Power of Print Case Study: Coca-Cola

Coca-Cola launched an innovative nation wide campaign that revolved around the iconic Coke can and bottle packaging. The campaign encouraged Aussies to get together and share a good time over a Coke.

In a bold move to once again become part of popular culture, Coke changed its product packaging and removed its logo from their soft drink label and instead printed 150 of Australia’s most popular names on their cans and bottles.


In the well developed Australian market, Coca-Cola had become a little bit too familiar and was no longer resonating with the population, especially younger consumers. The brand had lost its ‘cool’ factor and they needed to do something new and different in order to reengage with Aussies.


For the first time in Coke’s 125-year history, working with their existing agency Ogilvy, they decided to change their can and bottle packaging and instead, print 150 of Australia’s most popular names on them. In 2011, this campaign was the first of its kind to use people’s names in a playful way to both strengthen the brand’s bond to young Aussies and inspire moments of happiness while sharing a coke.

In order to roll out this campaign and still remain true to the iconic Coca-Cola branding and packaging, a new font ‘You’ was created to replace the trademark font.
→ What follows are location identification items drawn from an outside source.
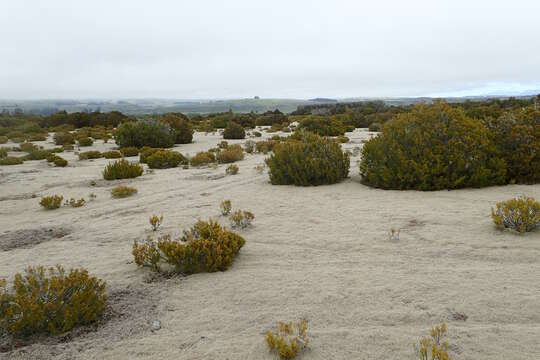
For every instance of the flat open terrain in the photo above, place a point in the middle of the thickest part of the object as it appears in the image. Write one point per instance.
(320, 253)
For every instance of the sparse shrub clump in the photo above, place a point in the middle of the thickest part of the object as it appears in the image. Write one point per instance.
(129, 151)
(310, 161)
(50, 301)
(51, 202)
(206, 247)
(164, 159)
(141, 133)
(288, 339)
(231, 169)
(122, 169)
(520, 214)
(93, 154)
(230, 154)
(121, 191)
(113, 154)
(431, 148)
(234, 131)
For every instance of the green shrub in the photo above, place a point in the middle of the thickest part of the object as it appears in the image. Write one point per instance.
(141, 133)
(51, 202)
(313, 160)
(60, 162)
(206, 247)
(113, 154)
(230, 154)
(234, 131)
(93, 154)
(11, 160)
(181, 126)
(122, 169)
(231, 169)
(322, 125)
(50, 301)
(520, 214)
(121, 191)
(164, 159)
(129, 151)
(431, 148)
(288, 339)
(202, 158)
(64, 138)
(85, 141)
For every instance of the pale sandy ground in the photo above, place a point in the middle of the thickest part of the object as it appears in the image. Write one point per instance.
(319, 253)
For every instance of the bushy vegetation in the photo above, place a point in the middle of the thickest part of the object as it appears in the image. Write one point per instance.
(206, 247)
(289, 339)
(122, 169)
(433, 347)
(432, 148)
(310, 160)
(113, 154)
(202, 158)
(51, 202)
(164, 159)
(50, 301)
(230, 154)
(141, 133)
(92, 154)
(129, 151)
(521, 214)
(122, 191)
(234, 131)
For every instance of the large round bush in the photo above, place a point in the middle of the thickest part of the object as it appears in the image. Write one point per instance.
(141, 133)
(310, 160)
(432, 148)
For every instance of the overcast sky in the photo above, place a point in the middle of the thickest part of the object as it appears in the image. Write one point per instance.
(194, 49)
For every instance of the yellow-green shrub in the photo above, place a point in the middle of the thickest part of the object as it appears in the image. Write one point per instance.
(122, 169)
(230, 154)
(50, 301)
(288, 339)
(520, 214)
(206, 247)
(431, 148)
(51, 202)
(121, 191)
(312, 160)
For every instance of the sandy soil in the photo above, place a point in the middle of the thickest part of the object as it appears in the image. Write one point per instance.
(320, 253)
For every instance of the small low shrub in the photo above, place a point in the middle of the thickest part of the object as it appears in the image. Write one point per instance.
(155, 221)
(310, 161)
(93, 154)
(225, 207)
(433, 347)
(521, 214)
(64, 138)
(288, 339)
(230, 154)
(122, 169)
(122, 191)
(11, 160)
(232, 169)
(234, 131)
(113, 154)
(129, 151)
(51, 202)
(202, 158)
(85, 141)
(206, 247)
(50, 301)
(164, 159)
(241, 219)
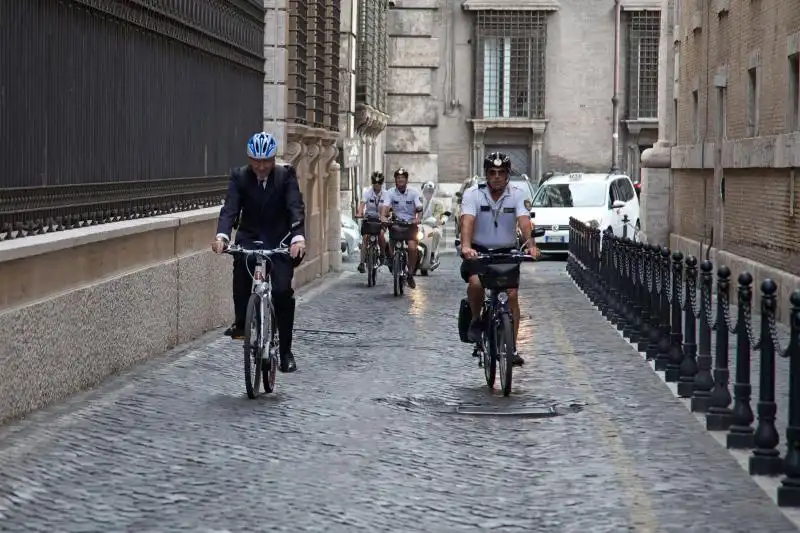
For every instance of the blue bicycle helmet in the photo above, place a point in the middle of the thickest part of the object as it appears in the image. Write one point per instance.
(262, 146)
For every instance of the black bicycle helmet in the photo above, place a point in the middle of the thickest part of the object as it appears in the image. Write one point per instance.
(497, 160)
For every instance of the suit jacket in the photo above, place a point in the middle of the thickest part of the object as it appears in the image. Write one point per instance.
(263, 215)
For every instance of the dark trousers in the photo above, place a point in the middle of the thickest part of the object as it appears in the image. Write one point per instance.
(283, 301)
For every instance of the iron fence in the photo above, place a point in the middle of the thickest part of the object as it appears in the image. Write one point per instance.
(117, 109)
(298, 60)
(644, 30)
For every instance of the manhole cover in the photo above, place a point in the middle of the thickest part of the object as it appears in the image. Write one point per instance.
(491, 409)
(500, 412)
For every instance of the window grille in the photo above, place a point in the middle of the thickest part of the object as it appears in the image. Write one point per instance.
(510, 64)
(298, 25)
(332, 23)
(315, 73)
(644, 29)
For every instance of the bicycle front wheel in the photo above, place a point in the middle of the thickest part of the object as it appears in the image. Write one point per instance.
(504, 341)
(253, 347)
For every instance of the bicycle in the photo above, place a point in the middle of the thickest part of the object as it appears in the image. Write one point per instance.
(498, 344)
(260, 338)
(372, 227)
(398, 235)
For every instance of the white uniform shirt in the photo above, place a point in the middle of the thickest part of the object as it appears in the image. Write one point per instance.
(404, 204)
(495, 222)
(372, 201)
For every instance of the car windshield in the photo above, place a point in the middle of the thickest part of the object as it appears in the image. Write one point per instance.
(579, 194)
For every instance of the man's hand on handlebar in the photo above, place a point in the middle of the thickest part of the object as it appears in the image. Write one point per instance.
(533, 250)
(219, 245)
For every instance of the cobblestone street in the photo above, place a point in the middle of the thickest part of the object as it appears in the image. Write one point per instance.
(364, 436)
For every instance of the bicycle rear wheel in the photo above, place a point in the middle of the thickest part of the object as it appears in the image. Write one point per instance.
(269, 364)
(504, 341)
(253, 347)
(371, 265)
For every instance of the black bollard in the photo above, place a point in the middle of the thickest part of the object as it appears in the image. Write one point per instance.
(719, 412)
(789, 491)
(602, 280)
(655, 302)
(703, 380)
(766, 460)
(645, 285)
(664, 341)
(689, 363)
(634, 305)
(673, 372)
(741, 433)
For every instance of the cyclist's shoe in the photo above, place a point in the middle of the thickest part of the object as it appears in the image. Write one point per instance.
(288, 363)
(475, 332)
(235, 332)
It also took 4 weeks to find right digital printers that could print the names on the can and 40 hours to make sure that the Coke red colour was exactly right. The campaign was rolled out in Sydney and, for the first time since 1974, the heritage-listed Kings Cross advertising billboard was transformed into an interactive sign. Kiosks were set up in Westfield centres where consumers waited in hour long queues to create their own bespoke can with any name they wanted and apps were developed to allow people to connect with the campaign further, fuelling the social media and word of mouth excitement.

“We are using the power of the first name in a playful and social way to remind people of those in their lives they may have lost touch with, or have yet to connect with. This is the first time in its 125-year history that CocaCola has made such a major packaging change – and the limited edition bottles flew off shelves as people search for their friend’s names.”
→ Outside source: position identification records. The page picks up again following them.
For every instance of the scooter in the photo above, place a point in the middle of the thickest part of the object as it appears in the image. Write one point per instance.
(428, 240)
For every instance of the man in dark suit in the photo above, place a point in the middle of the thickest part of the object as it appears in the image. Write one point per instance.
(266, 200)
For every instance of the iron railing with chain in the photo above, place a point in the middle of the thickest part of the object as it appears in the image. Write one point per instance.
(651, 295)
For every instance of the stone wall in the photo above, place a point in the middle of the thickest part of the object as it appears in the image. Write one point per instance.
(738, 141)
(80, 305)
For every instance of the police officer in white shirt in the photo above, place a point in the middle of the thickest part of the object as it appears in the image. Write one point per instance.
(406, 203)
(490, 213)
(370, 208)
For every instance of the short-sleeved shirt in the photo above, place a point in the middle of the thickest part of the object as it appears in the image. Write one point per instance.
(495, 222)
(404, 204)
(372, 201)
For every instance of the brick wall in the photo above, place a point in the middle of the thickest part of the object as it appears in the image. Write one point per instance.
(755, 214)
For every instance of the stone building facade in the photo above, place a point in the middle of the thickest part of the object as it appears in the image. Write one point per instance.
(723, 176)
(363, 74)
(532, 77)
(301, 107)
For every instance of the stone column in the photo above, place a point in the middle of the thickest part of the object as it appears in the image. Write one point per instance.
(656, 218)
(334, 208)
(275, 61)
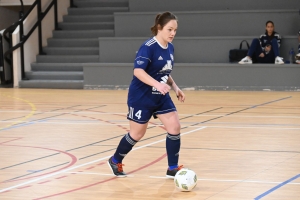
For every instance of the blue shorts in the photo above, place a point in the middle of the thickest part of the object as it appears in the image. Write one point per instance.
(142, 115)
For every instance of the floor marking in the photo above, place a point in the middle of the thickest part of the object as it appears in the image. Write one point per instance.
(287, 182)
(88, 163)
(193, 115)
(92, 173)
(220, 180)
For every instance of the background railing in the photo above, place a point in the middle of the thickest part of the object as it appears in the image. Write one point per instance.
(7, 35)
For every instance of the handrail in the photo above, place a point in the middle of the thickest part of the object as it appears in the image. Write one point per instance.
(24, 38)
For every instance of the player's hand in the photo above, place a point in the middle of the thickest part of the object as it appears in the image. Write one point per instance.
(163, 88)
(180, 95)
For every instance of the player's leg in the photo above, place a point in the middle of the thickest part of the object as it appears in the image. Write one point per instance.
(168, 115)
(138, 126)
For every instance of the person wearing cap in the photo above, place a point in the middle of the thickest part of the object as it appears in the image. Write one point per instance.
(265, 49)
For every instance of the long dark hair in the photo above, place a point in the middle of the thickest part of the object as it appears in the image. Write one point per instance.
(161, 20)
(273, 33)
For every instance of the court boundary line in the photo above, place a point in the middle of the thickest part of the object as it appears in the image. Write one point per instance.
(277, 187)
(88, 163)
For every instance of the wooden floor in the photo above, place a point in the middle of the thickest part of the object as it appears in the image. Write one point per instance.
(54, 144)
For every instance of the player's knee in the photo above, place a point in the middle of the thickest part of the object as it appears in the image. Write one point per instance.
(175, 129)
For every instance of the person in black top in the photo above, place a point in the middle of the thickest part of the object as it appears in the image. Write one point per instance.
(265, 49)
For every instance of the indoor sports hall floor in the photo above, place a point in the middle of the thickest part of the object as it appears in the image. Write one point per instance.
(54, 144)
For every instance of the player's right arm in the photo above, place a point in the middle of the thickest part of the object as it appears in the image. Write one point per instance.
(147, 79)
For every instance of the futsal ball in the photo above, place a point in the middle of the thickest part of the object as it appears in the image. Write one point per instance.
(185, 180)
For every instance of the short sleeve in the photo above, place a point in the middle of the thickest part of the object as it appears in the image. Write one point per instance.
(143, 57)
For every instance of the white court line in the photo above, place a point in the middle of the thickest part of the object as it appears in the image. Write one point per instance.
(88, 163)
(219, 180)
(92, 173)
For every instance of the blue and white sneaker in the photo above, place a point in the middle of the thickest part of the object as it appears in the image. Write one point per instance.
(246, 60)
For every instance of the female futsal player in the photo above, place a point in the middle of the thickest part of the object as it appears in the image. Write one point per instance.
(148, 95)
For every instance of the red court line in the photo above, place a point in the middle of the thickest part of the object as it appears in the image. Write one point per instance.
(61, 177)
(15, 138)
(90, 168)
(44, 182)
(73, 161)
(24, 187)
(104, 181)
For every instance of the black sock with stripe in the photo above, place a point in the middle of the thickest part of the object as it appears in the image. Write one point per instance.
(125, 146)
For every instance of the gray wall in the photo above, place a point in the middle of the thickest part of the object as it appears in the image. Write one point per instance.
(201, 76)
(212, 23)
(187, 49)
(197, 5)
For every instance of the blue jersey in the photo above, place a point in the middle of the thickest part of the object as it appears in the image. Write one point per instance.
(157, 61)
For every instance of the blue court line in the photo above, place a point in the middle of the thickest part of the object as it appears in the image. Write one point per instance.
(276, 187)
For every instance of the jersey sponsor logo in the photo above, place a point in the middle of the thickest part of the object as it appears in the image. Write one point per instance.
(167, 68)
(139, 62)
(172, 57)
(164, 79)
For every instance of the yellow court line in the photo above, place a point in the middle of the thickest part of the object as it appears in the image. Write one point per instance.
(33, 109)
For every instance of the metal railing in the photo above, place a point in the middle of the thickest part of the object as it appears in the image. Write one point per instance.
(23, 38)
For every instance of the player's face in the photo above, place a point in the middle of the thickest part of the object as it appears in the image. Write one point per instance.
(169, 31)
(270, 28)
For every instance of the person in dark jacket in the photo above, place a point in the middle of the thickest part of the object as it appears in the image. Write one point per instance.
(265, 49)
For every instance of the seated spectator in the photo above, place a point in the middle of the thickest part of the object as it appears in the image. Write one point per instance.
(265, 49)
(298, 55)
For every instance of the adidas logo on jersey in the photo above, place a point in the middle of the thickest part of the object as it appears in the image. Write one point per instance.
(167, 68)
(139, 62)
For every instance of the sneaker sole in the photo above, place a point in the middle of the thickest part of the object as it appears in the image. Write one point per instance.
(245, 63)
(119, 176)
(171, 177)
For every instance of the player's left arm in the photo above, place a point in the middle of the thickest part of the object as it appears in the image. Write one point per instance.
(180, 95)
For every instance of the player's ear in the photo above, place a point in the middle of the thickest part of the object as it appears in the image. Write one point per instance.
(159, 27)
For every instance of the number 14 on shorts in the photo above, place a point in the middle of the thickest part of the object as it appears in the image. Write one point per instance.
(138, 114)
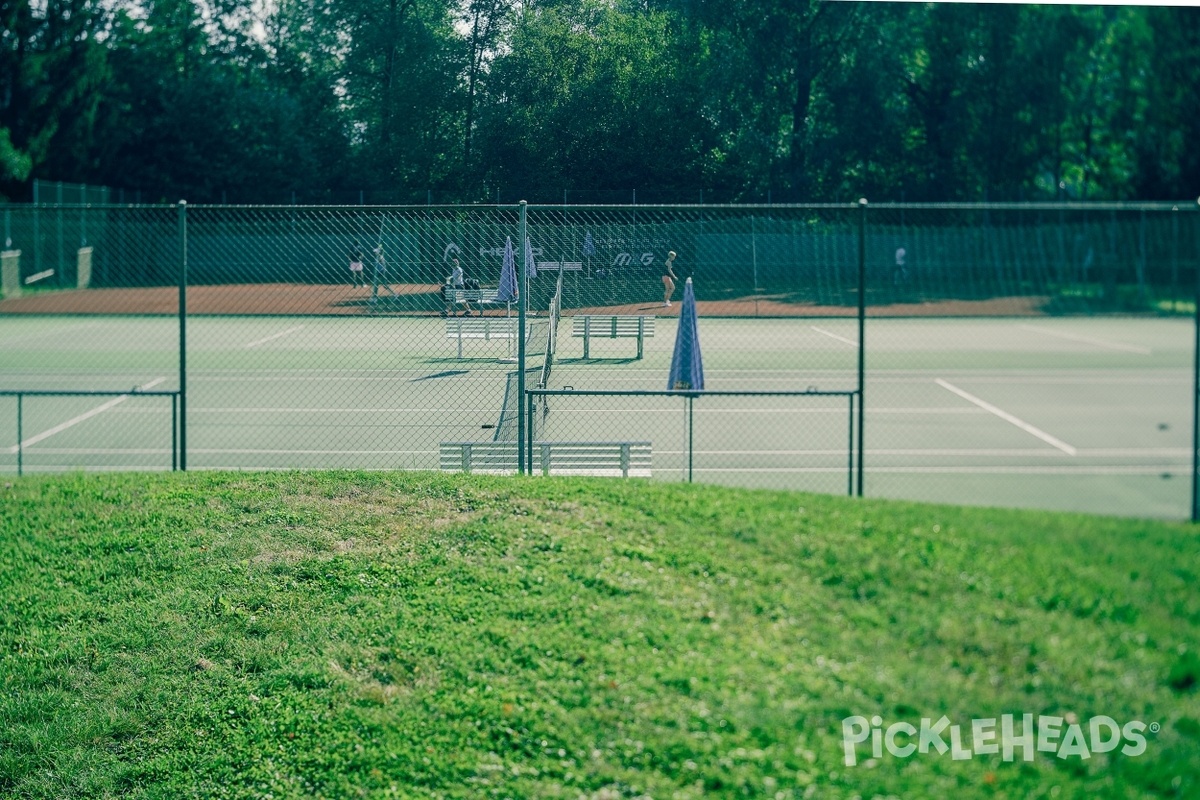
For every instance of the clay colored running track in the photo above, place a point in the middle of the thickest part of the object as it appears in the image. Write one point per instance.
(292, 299)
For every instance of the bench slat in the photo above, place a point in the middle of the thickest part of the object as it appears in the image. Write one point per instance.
(600, 458)
(613, 326)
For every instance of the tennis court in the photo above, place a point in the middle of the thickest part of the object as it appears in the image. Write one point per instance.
(1089, 414)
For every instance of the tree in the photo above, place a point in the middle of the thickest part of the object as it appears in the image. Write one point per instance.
(52, 67)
Lucie Austin, then Marketing Director for Coca-Cola South Pacific


Millennials place high value on unique, personal and engaging experiences. Coke tapped into these values through their “Share a Coke” campaign that facilitated social engagement at the same time as promoting the Coca-Cola brand. The campaign was able to increase young adult consumption of Coke by 7%. Not only Millennials were engaged, 2 out of 5 Australians bought a share a coke pack and over 250 million personalised cans or bottles were sold. The launch of the campaign was so successful in Australia that since it has been rolled out in over 80 countries.
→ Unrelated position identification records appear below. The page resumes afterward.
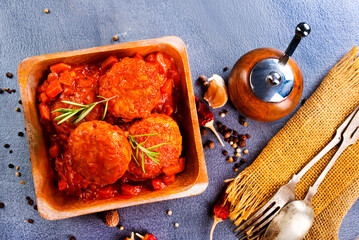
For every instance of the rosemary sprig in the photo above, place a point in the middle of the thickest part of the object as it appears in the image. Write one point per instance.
(139, 146)
(67, 113)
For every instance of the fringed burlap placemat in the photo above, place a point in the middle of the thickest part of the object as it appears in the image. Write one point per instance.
(311, 128)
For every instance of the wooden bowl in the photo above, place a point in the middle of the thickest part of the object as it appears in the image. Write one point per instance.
(243, 97)
(53, 204)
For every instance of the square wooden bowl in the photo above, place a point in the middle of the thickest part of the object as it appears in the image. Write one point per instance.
(53, 204)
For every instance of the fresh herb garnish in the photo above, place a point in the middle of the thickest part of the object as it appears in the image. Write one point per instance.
(139, 146)
(79, 113)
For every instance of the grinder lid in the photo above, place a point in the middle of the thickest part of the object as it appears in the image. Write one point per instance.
(271, 81)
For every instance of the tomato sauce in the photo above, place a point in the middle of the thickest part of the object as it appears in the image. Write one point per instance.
(80, 84)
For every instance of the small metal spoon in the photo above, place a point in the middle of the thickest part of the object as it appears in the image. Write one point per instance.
(296, 218)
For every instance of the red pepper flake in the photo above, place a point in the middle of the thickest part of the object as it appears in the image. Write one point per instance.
(206, 117)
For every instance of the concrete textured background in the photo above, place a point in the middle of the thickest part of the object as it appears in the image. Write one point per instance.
(216, 34)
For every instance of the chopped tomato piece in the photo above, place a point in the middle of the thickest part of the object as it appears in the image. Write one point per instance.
(60, 67)
(149, 237)
(52, 76)
(43, 87)
(158, 184)
(107, 192)
(169, 179)
(44, 111)
(109, 62)
(66, 78)
(54, 89)
(62, 185)
(54, 150)
(138, 56)
(151, 57)
(167, 87)
(176, 168)
(43, 97)
(130, 190)
(169, 111)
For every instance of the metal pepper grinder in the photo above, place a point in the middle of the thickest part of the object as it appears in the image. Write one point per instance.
(266, 84)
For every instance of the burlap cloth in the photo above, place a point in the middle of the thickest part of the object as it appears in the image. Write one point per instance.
(311, 128)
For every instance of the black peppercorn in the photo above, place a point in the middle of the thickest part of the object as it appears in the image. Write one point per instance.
(211, 144)
(204, 131)
(242, 138)
(227, 134)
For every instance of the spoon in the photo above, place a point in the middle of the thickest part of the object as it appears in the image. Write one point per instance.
(296, 218)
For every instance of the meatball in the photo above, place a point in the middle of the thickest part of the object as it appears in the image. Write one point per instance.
(136, 84)
(84, 91)
(100, 152)
(167, 131)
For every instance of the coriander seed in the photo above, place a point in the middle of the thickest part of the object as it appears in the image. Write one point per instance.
(9, 75)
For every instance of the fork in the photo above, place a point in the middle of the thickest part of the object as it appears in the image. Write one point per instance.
(255, 226)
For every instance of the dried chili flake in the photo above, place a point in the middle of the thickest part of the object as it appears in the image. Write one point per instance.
(220, 212)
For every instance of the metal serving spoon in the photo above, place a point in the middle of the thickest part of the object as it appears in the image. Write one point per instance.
(296, 218)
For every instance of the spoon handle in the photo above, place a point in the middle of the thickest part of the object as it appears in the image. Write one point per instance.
(313, 189)
(350, 136)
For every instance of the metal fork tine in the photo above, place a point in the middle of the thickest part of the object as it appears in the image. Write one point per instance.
(267, 221)
(257, 234)
(263, 209)
(271, 212)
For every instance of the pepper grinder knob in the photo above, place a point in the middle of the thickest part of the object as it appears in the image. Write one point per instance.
(302, 30)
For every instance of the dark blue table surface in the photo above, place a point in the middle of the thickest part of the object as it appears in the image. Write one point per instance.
(216, 34)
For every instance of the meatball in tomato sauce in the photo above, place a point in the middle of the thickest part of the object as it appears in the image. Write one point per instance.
(81, 87)
(136, 84)
(100, 152)
(167, 133)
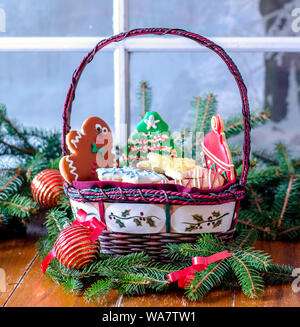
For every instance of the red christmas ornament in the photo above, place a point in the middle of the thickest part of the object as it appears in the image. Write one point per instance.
(74, 249)
(78, 244)
(47, 188)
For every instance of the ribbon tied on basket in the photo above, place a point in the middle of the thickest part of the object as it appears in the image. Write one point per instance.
(186, 275)
(94, 225)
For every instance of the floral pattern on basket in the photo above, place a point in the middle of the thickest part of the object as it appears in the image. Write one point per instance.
(175, 213)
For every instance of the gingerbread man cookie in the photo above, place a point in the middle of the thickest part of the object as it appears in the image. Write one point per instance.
(90, 149)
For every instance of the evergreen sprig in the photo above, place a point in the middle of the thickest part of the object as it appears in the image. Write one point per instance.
(247, 268)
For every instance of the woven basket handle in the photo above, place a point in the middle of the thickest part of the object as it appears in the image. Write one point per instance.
(163, 31)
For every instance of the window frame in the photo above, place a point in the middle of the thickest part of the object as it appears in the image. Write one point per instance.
(121, 53)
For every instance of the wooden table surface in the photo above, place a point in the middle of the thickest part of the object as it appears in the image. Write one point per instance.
(27, 287)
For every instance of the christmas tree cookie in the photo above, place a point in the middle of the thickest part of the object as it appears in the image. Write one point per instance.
(152, 135)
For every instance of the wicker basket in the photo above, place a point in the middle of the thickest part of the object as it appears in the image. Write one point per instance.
(173, 201)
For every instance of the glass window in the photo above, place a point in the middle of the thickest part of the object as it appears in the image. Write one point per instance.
(34, 87)
(176, 78)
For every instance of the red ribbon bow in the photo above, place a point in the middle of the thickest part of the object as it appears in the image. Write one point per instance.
(186, 275)
(92, 224)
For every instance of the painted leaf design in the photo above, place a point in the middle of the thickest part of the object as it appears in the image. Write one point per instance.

Coke did not change its product, rather they focused on changing the packaging. Removing the iconic logo and personalising their can and bottles changed how people felt about the brand. “It did not only translate into people loving the brand but loving and consequently buying the product, too. Bottles and cans became social currency. A must have item. It became something to gift, something to talk about with friends & family.” Coke was able to launch this campaign via multiple different channels – outdoor, social, digital, TV and point of sale, however the printed package and labelling was the driving media that tied this entire success story together.